On the other hand, well, it is a Gatiss script. Sure, it does nothing worthwhile with the Doctor and Robin Hood being together. Sure, the Merry Men are completely interchangeable and only get a couple of lines all around. Sure, Maid Marion is barely even in it. Sure, the only thing it actually does with Robin Hood himself is an amusing variation on the archery contest. But it is amusing. It’s got a pair of very engaging guest performances from Tom Riley as Robin Hood and Ben Miller as Nottingham. There’s some fun banter, some action, and a castle turning into a spaceship. A failure to be interesting doesn’t require a failure to be watchable. It may be pretty much the least you can do with the premise, but it lacks ambition with great competence. It may not be The Time Warrior, but it’s not The King’s Demons, either.

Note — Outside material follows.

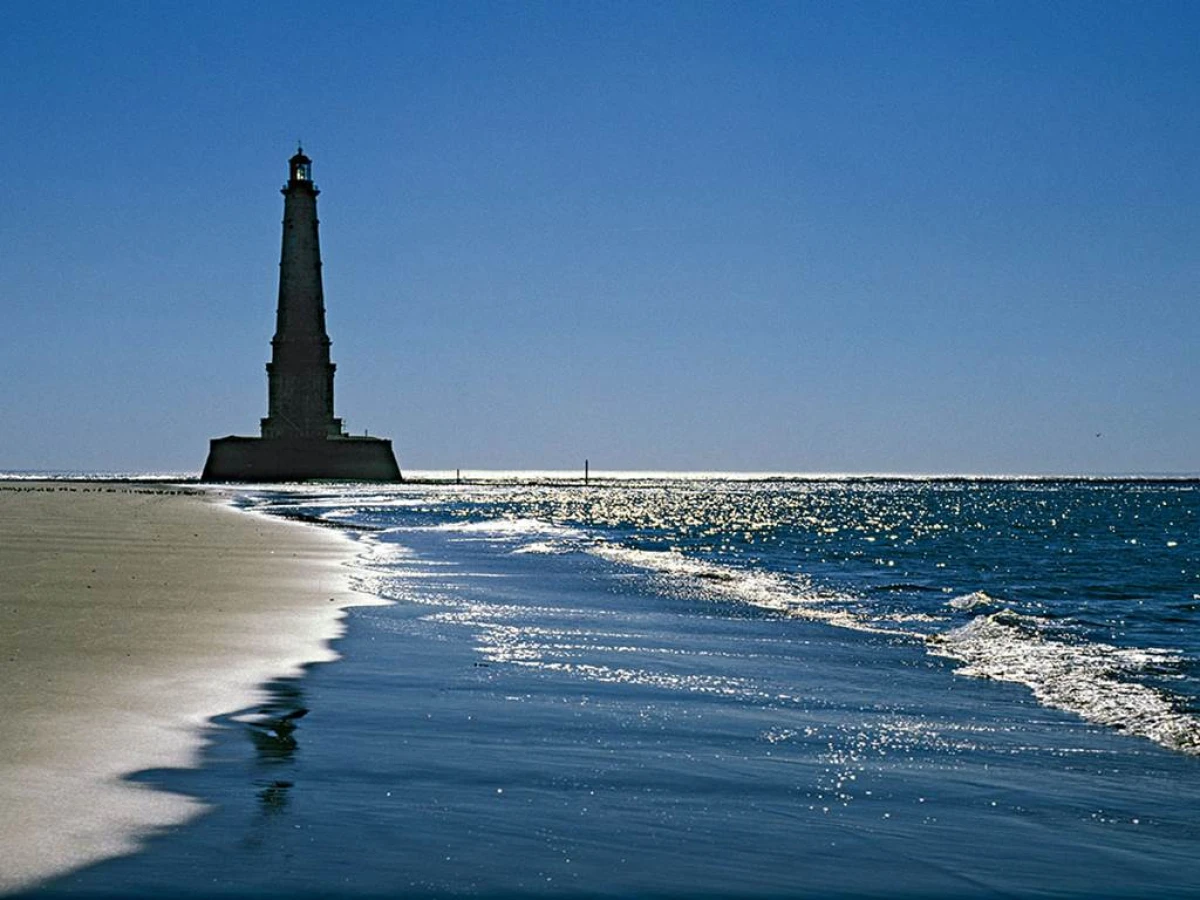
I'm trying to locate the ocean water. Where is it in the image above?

And the closing conversation about legends really is lovely. “History is a burden. Stories can make us fly.” There's something particularly frustrating here, of course - Robin Hood explicitly parallels his rebel nature with the Doctor's, which would be far more satisfying if we had actually seen any of it. But it's a nice scene, anyway.

For all that I don’t care for most of Gatiss’s Who episodes, I’m glad they exist. For one thing, a lot of people really do enjoy the occasional Who episode that’s just simple and nostalgic. And it’s good to have some of those. I wish Gatiss’s were all as good as Crimson Horror, but they still need to exist. If every episode is some huge, crazy epic, it all becomes meaningless after a while. You need the little silly ones. Yes, they can be better than this, but they exist for a reason, and even if I don’t much care for Robin of Sherwood, I’m glad it exists. I doubt Listen would have had quite the impact that it did if it didn’t follow a little romp like this. I do hope the show keeps hiring him every season to do one of these, though equally I hope he’s pushed to make them just a little better. He’s certainly capable of it.

Also, after three 3000+ word reviews and even topping 2k on Into the Dalek, it’s a relief to have one of these where I have to stretch to not just repeat my Idiot’s Lantern review, let alone eke out a page and a half.